The choice of date for a wedding was very important. In ancient Rome May was thought unlucky because this was the month for remembering the dead and for the festival of the goddess of chastity, while June was said to guarantee happiness because the month was named after Juno, the goddess of love and marriage. Summer months were generally seen as a good time to marry. This was when the land was at its most fertile and the sun brought crops and fruit to harvest. In Scotland, brides used to walk with the sun from east to west on the southern side of the church and then carry on walking three times around the church. This was said to transfer some of the sun’s powerful qualities to the bride.

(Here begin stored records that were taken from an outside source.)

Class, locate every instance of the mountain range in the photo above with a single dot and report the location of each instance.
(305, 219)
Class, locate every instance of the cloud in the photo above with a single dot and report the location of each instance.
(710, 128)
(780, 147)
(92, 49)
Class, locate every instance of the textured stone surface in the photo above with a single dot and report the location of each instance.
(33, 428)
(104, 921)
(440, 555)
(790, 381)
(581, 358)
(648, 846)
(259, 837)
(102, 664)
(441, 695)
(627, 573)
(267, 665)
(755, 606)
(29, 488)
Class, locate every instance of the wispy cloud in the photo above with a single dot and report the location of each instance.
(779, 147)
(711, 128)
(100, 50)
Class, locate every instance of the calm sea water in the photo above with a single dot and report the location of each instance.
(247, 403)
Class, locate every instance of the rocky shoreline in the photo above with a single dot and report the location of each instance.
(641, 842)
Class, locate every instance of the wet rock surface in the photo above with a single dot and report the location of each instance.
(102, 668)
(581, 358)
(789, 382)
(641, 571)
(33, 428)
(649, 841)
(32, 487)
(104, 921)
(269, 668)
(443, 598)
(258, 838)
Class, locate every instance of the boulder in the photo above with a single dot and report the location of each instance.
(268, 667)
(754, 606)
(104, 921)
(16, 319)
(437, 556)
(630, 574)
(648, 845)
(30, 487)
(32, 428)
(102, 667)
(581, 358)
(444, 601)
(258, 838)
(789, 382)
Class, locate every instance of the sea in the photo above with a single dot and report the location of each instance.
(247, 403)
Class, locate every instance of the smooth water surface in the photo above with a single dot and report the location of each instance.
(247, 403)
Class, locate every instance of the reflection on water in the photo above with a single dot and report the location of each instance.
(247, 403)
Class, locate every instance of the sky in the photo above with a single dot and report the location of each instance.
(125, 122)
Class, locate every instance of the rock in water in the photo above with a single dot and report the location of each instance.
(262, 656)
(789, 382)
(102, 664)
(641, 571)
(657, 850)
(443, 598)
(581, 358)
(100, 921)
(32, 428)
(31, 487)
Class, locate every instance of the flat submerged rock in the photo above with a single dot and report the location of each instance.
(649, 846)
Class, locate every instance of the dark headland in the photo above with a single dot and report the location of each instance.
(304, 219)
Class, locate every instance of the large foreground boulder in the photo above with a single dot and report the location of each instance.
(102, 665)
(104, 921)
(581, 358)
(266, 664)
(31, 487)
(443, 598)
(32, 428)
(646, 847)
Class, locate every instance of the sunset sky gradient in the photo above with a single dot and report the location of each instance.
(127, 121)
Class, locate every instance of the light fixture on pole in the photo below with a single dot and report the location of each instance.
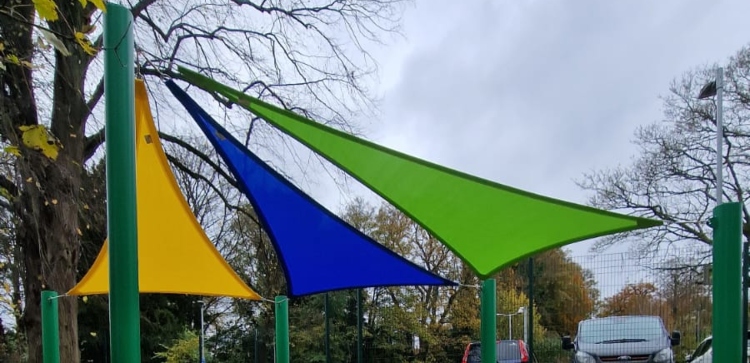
(716, 88)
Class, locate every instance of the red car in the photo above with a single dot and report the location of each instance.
(508, 351)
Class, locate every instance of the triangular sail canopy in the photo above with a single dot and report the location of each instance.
(174, 253)
(487, 224)
(318, 251)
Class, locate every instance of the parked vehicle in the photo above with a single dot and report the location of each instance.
(631, 338)
(704, 352)
(508, 351)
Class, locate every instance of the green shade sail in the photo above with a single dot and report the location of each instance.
(486, 224)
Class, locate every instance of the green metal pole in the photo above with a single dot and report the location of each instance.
(359, 325)
(119, 91)
(282, 329)
(50, 328)
(530, 309)
(728, 339)
(745, 261)
(489, 321)
(326, 308)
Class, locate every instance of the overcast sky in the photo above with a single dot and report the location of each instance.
(534, 93)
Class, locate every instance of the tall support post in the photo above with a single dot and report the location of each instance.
(719, 135)
(282, 329)
(727, 279)
(119, 93)
(202, 341)
(489, 321)
(359, 325)
(50, 328)
(530, 309)
(745, 286)
(525, 324)
(255, 346)
(327, 329)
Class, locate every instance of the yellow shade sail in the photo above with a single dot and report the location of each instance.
(174, 253)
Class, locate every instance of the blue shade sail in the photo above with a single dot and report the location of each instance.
(318, 251)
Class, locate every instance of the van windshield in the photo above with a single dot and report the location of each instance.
(620, 330)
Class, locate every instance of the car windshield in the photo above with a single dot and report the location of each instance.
(620, 330)
(506, 350)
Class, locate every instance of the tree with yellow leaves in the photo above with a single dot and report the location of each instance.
(306, 56)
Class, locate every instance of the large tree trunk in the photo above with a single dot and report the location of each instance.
(48, 195)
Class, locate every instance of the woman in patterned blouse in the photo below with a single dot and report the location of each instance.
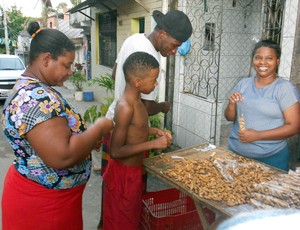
(44, 186)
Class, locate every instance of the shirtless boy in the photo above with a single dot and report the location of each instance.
(130, 139)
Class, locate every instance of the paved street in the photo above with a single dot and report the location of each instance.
(92, 193)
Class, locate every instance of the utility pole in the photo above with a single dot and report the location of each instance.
(5, 30)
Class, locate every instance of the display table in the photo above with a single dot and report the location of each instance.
(159, 165)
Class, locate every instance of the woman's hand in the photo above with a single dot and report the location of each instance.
(248, 135)
(235, 97)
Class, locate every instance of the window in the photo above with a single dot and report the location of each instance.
(137, 25)
(108, 38)
(209, 41)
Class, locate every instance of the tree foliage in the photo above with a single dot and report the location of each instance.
(15, 24)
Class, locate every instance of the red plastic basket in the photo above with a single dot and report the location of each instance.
(171, 209)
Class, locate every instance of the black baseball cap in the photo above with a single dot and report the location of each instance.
(174, 22)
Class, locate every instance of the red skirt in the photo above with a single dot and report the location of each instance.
(28, 205)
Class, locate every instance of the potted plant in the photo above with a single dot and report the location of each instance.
(77, 79)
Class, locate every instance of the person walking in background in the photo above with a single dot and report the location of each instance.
(44, 186)
(123, 185)
(267, 108)
(172, 29)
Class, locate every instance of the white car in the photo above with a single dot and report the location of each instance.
(11, 68)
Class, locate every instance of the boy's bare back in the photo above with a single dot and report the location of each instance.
(130, 136)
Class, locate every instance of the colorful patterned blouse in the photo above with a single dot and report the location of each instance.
(31, 103)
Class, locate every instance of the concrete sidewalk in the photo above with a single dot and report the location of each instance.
(92, 193)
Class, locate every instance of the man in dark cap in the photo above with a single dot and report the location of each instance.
(172, 29)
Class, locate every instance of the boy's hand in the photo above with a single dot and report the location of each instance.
(161, 142)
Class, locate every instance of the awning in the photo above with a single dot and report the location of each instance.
(90, 3)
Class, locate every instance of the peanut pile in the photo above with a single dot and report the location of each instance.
(228, 179)
(281, 192)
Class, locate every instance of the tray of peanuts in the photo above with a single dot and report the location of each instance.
(224, 181)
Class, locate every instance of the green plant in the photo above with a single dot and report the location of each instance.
(91, 114)
(77, 80)
(104, 81)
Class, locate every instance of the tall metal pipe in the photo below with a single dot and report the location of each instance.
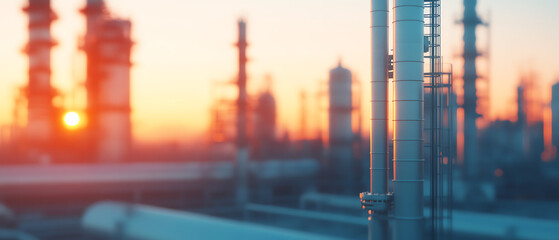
(471, 21)
(242, 142)
(40, 117)
(378, 223)
(408, 119)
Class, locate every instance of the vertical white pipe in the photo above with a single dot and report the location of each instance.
(378, 225)
(408, 119)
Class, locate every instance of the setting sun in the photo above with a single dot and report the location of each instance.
(71, 119)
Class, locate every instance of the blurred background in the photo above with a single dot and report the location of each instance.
(120, 119)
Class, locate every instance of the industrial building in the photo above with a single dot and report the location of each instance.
(249, 178)
(107, 44)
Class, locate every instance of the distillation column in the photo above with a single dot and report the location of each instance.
(339, 128)
(40, 121)
(107, 44)
(242, 102)
(378, 224)
(408, 119)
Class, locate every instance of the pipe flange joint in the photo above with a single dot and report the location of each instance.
(376, 202)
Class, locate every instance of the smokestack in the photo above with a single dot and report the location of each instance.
(340, 131)
(242, 142)
(408, 119)
(40, 115)
(107, 44)
(378, 224)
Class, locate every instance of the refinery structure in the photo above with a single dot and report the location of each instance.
(416, 175)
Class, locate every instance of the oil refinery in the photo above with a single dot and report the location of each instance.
(277, 120)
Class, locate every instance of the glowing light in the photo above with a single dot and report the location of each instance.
(499, 172)
(71, 119)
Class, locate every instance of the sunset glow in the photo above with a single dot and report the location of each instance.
(71, 119)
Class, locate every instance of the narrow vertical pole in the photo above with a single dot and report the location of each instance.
(242, 143)
(378, 222)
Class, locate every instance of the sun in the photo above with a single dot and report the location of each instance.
(71, 119)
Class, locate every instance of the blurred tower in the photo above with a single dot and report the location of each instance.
(555, 116)
(242, 102)
(108, 44)
(340, 130)
(265, 125)
(471, 158)
(521, 120)
(41, 116)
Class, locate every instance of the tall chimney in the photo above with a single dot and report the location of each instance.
(40, 115)
(378, 224)
(242, 141)
(408, 119)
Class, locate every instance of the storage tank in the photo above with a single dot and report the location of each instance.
(340, 131)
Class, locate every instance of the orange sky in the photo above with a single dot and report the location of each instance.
(182, 46)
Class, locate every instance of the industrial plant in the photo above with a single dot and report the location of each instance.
(407, 148)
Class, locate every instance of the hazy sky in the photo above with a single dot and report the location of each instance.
(182, 46)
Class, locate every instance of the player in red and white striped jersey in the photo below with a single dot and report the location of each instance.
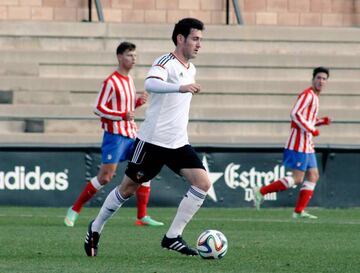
(299, 153)
(115, 105)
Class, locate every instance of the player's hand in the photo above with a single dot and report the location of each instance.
(143, 98)
(193, 88)
(315, 132)
(326, 120)
(129, 115)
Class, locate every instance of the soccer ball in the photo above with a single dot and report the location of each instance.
(212, 244)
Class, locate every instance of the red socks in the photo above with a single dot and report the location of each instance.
(142, 199)
(85, 196)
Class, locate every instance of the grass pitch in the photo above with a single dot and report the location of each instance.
(35, 240)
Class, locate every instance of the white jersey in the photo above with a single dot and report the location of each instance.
(167, 116)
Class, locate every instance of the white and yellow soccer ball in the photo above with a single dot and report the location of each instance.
(212, 244)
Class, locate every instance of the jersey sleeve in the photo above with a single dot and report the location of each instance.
(101, 106)
(159, 69)
(296, 115)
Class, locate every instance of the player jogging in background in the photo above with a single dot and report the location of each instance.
(163, 140)
(299, 153)
(115, 105)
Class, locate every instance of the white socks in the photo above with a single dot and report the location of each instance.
(112, 203)
(189, 205)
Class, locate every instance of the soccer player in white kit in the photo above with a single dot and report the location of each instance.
(299, 152)
(163, 140)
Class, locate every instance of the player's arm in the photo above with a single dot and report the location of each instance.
(296, 114)
(142, 99)
(157, 85)
(156, 81)
(101, 109)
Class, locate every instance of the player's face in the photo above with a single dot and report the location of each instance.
(319, 81)
(192, 44)
(127, 59)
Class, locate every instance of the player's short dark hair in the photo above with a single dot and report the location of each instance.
(321, 69)
(125, 46)
(184, 27)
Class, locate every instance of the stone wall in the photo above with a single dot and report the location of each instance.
(254, 12)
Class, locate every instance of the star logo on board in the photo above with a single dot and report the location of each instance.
(214, 177)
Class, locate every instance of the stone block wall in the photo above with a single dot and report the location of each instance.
(340, 13)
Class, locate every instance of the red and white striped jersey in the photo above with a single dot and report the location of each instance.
(117, 97)
(303, 120)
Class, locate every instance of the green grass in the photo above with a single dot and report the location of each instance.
(35, 240)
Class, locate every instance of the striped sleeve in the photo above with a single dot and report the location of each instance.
(102, 104)
(297, 113)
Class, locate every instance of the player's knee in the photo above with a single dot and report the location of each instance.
(105, 178)
(313, 177)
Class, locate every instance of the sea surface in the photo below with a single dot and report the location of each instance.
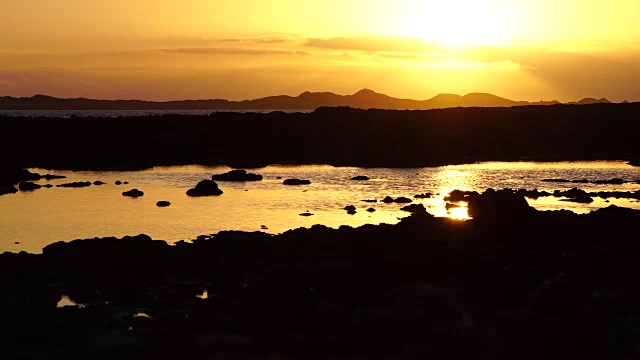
(31, 220)
(65, 114)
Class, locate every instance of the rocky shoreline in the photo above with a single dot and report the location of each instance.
(511, 283)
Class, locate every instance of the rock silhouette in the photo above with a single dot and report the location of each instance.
(75, 184)
(134, 193)
(338, 136)
(205, 188)
(28, 186)
(296, 182)
(237, 175)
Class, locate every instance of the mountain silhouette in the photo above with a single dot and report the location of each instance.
(363, 99)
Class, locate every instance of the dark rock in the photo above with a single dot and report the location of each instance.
(77, 184)
(498, 206)
(237, 175)
(133, 193)
(296, 182)
(7, 189)
(557, 180)
(458, 195)
(49, 177)
(205, 188)
(28, 186)
(400, 200)
(560, 296)
(582, 199)
(414, 208)
(614, 181)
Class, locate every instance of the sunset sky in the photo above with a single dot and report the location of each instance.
(240, 49)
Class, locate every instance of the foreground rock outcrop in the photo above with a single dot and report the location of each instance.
(513, 283)
(205, 188)
(237, 175)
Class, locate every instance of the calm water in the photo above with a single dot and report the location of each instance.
(116, 113)
(35, 219)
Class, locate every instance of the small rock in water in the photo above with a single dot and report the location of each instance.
(296, 182)
(133, 193)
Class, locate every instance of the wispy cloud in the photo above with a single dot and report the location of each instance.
(372, 44)
(233, 51)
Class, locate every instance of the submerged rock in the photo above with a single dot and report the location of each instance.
(237, 175)
(414, 208)
(28, 186)
(557, 180)
(296, 182)
(400, 200)
(205, 188)
(77, 184)
(8, 190)
(614, 181)
(133, 193)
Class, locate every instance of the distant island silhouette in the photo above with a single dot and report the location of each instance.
(363, 99)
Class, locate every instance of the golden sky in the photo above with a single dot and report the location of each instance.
(239, 49)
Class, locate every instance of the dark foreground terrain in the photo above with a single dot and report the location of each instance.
(513, 283)
(335, 136)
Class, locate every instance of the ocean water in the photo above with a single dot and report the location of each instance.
(31, 220)
(65, 114)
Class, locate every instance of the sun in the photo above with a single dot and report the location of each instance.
(456, 23)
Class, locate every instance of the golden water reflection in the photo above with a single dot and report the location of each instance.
(31, 220)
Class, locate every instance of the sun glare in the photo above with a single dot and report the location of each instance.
(457, 23)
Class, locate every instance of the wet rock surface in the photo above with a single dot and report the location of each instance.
(75, 184)
(513, 283)
(296, 182)
(237, 176)
(205, 188)
(134, 193)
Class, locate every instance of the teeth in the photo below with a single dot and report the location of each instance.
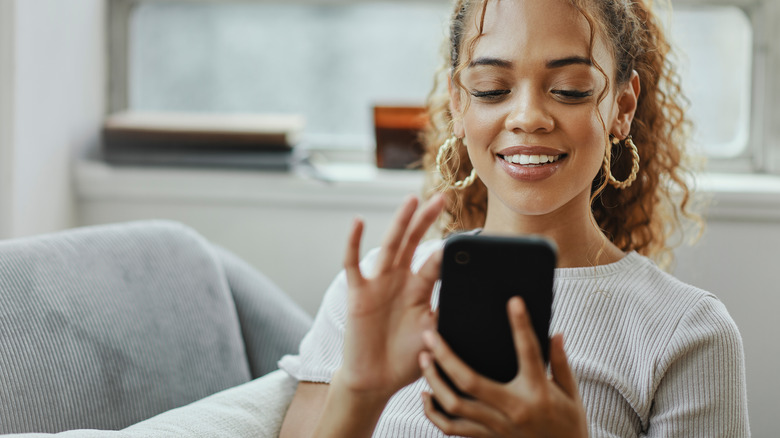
(531, 159)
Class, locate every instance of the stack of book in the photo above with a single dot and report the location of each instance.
(253, 141)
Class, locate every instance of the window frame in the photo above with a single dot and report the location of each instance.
(762, 154)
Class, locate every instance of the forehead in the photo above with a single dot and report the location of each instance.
(536, 31)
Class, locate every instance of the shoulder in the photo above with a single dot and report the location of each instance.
(689, 317)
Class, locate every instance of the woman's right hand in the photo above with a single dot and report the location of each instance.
(389, 308)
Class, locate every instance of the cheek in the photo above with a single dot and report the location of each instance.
(483, 122)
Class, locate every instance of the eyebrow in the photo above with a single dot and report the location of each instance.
(493, 62)
(571, 60)
(555, 63)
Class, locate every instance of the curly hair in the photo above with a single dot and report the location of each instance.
(643, 217)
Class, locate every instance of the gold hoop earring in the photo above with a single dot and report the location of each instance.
(621, 185)
(457, 185)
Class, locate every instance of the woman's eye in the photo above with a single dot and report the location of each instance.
(573, 94)
(489, 94)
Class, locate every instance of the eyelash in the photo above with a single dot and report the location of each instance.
(565, 94)
(573, 94)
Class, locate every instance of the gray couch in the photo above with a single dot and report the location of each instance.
(128, 327)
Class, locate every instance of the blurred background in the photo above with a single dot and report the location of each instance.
(67, 67)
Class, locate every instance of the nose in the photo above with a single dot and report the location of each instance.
(528, 114)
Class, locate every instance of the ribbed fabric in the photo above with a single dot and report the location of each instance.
(654, 357)
(104, 326)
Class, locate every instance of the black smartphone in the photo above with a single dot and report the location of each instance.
(479, 274)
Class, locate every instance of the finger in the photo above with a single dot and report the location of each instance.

Married when the year is new, always loving, kind and true. When February birds do mate, you may wed nor dread your fate. If you wed when March winds blow, joy and sorrow both you’ll know. Marry in April when you can, joy for the maiden and for the man. But marry in the month of May and you’ll surely rue the day. Marry when June roses grow, over land and sea you’ll go. They who in July do wed, must labour always for their bread. Whoever wed in August be, many a change will surely see. Marry in September’s shine, your living will be rich and fine. If in October you do marry, love will come but riches tarry. If you wed in bleak November, only joys will come, remember. When December snows fall fast, marry and true love will last. Traditional rhyme


The day chosen for a wedding was considered just as important. Today, the most popular day is Saturday, but this was not always so. A traditional rhyme favoured the beginning of the week. Married on Monday, you’ll have good health. Married on Tuesday, you marry for wealth.
Married on Wednesday, the best day of all.
Married on Thursday, the bride will suffer losses.
Married on Friday, the bride will bear crosses.
Married on Saturday, for no luck at all.
Traditional rhyme


Every four years, on 29 February, leap year day, women may make
the marriage proposal. This custom dates back to the time when this
date was not recognised by English law. Being a non-day, the usual
rules of society did not apply, and so a woman was free to ask the
man to marry her instead of waiting for him to propose. To marry at
any time during a leap year was considered auspicious. An AngloSaxon
rhyme says:
Happy they’ll be that wed and wive
Within Leap Year; they’re sure to thrive.